Delanty has seen many such cases, including one where whole-exome sequencing – a sweep of the coding portions of a person’s DNA – revealed a mutation in a gene involved in managing sodium in the brain.
“Based on this, we were able to switch the patient to a different medication, and that had a hugely beneficial impact on their seizures,” he explains. “In another case, genomic analysis pointed to a patient having trouble with metabolising sugars, and a managed change in diet improved their seizures dramatically.”
Such successes hinge on being able to carry out appropriate testing, Delanty notes, who is an investigator at the Science Foundation Ireland FutureNeuro Research Centre. “If we can’t do that for patients, if we don’t have the precision diagnostics, then we can’t have the precision therapies,” he says.
He welcomes the publication late last year of the National Strategy for Accelerating Genetic and Genomic Medicine in Ireland by the HSE, but stresses that this is just the beginning of what needs to happen.
“We need the resources to be able to carry out precision testing where a patient might benefit, we need patient registers where we can gather and share the information about tests and mutations and we need bioinformaticians, people with the skills to drive this research,” Delanty adds.
“We also need an environment that makes it straightforward and time-efficient for clinicians and scientists to do the research, where important things like ethics approvals and consent and data transfer are streamlined so that everything works quickly and smoothly.”
Having electronic patient records across the board in Ireland would grease the wheels for precision-based approaches, according to biomedical scientist Prof Patricia Maguire.
She leads the AI-PREMie project, which is looking for new ways to diagnose and predict pre-eclampsia, a potentially life-threatening condition in pregnancy that can often lead to babies needing to be delivered early.
“At the moment we don’t have a way to predict early on in pregnancy which 8 per cent of women will develop pre-eclampsia later on, and then if pre-eclampsia is diagnosed we don’t know how it will go,” explains Maguire, who is a professor of biochemistry at University College Dublin.
“So we are analysing blood samples from women across Ireland who have suspected pre-eclampsia, monitoring changes in their blood and linking that to how the pregnancy progresses. Then we use machine learning to find patterns in the results that could underpin new predictive tests.”

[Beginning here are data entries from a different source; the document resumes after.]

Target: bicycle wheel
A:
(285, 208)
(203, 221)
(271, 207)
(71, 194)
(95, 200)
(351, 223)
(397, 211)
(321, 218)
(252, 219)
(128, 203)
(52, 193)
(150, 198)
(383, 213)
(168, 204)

Getting a better understanding of how pre-eclampsia is likely to unfold in the pregnancy could also help when deciding whether and when to deliver the baby. “The longer the pregnancy can go on safely for mother and baby in pre-eclampsia, the better the chance of a good outcome for both,” she says.
A key enabler for this more tailored approach patient care lies in electronic health records, Maguire says. “Some hospitals have them, some don’t, but we really need a single electronic health record for every patient that works everywhere and that the appropriate people can access.”
Researchers seeking to strengthen personalised medicine also need to think about the value of their approach, she adds. The AI-PREMie project now includes Prof Gerardine Doyle at UCD Smurfit School, who is analysing the economic and societal impact of a more tailored approach to managing pre-eclampsia.
“We are focused on the outcomes and impact on the patients – as we should be – but we also need to consider how improving outcomes can provide value across the board,” Maguire says. “Because at the end of the day, we need to resource these kinds of precision approaches.”